Brooks Brothers, the 195-year-old luxury apparel company, is looking to open a restaurant next summer adjacent to its flagship store in Manhattan, a company spokesman tells NPR. The New York Post reports that the restaurant will be a steakhouse — a fitting culinary accompaniment for the purveyor of fine business suits for the moneyed set, we think.

And it's not the only high-end retailer that's jumped into the food business. Ralph Lauren has a restaurant next to its location off Michigan Avenue in Chicago, and another in Paris. (Ironically, the Chicago incarnation features French-inspired dishes like escargot, steak tartare and bouillabaisse, while Paris' menu has a whole page for burgers and steaks.)

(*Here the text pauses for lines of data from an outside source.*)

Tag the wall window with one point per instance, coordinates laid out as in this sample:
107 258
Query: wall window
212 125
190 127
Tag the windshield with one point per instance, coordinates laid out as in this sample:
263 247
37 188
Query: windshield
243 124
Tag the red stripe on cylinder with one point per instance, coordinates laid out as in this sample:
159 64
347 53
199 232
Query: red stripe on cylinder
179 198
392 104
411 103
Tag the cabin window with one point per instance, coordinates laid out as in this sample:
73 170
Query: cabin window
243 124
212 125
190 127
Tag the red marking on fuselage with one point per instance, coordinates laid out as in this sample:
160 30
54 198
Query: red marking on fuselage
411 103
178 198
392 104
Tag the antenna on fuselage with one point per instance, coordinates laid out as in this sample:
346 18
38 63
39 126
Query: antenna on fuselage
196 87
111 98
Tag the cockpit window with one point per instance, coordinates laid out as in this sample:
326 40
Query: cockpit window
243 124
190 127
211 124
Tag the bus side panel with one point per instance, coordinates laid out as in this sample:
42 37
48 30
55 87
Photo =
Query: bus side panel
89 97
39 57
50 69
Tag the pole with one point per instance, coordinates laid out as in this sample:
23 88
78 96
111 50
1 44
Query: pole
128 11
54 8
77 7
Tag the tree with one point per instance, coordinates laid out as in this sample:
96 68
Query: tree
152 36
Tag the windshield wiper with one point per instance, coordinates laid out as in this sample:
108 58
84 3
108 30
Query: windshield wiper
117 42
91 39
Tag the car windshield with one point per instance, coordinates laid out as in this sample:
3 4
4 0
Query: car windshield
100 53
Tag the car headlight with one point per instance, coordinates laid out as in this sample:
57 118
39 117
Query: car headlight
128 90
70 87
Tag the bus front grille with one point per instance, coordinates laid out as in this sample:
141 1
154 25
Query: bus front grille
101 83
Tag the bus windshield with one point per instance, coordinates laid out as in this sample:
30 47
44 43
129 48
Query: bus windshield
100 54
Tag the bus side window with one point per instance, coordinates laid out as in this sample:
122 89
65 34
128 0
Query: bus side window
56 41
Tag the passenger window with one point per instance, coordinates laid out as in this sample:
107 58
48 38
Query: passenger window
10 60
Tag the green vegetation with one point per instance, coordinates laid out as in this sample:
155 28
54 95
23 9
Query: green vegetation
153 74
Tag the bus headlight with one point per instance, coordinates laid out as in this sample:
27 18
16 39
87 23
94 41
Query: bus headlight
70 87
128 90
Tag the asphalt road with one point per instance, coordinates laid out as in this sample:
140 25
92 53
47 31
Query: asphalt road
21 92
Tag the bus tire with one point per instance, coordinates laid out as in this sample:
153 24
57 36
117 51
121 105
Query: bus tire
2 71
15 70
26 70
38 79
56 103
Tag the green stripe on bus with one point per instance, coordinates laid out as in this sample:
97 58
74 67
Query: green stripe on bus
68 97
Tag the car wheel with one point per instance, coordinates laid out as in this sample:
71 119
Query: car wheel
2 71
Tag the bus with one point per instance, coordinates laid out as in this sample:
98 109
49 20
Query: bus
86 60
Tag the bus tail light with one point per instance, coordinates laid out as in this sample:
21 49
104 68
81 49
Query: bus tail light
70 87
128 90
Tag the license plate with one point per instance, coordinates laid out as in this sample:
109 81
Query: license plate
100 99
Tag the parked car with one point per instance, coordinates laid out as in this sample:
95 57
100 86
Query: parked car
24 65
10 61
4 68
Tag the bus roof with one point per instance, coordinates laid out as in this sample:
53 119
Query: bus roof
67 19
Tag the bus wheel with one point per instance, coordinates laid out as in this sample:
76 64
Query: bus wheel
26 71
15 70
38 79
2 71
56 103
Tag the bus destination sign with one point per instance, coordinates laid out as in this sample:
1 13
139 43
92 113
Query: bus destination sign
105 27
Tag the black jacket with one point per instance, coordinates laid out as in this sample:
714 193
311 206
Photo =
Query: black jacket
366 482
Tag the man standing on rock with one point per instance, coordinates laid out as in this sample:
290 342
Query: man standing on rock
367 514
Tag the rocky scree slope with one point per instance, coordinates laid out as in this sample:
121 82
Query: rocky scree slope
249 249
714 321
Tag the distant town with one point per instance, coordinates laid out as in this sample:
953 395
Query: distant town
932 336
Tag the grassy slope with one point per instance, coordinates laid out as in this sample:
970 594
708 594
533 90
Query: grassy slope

Tommy Bahama, a lifestyle clothing line with a tropical twist, has restaurants in about a dozen stores that serve seared ahi tuna and rum mojitos. At some mega-sized locations of outdoor recreation retailer Bass Pro Shops, customers can order hand-breaded alligator and catfish at an attached seafood grill.

Restaurants can be a terrific traffic driver, says Rob Goldberg, Tommy Bahama's senior vice president of marketing — diners peruse the merchandise while waiting; shoppers might stick around for a drink.

They also give the company another way to express its brand: not just through the colors and feel of the clothing, but also through the flavor and aroma of food, Goldberg says. "For us, the restaurant is a really rich way to tell our lifestyle story, because it touches all the senses."

Pairing clothing with food is nothing new: The former Marshall Fields in Chicago opened a restaurant on the seventh floor back in 1905, and other department stores like Macy's and Nordstrom also offer dining options.

But these more recent ventures into dining are part of a larger trend in experiential brand management, says Eric Anderson, marketing professor at Northwestern University.

"A lot of retailers are focusing heavily on managing their brands through the customer experience," Anderson says. "It's no longer just the product they sell."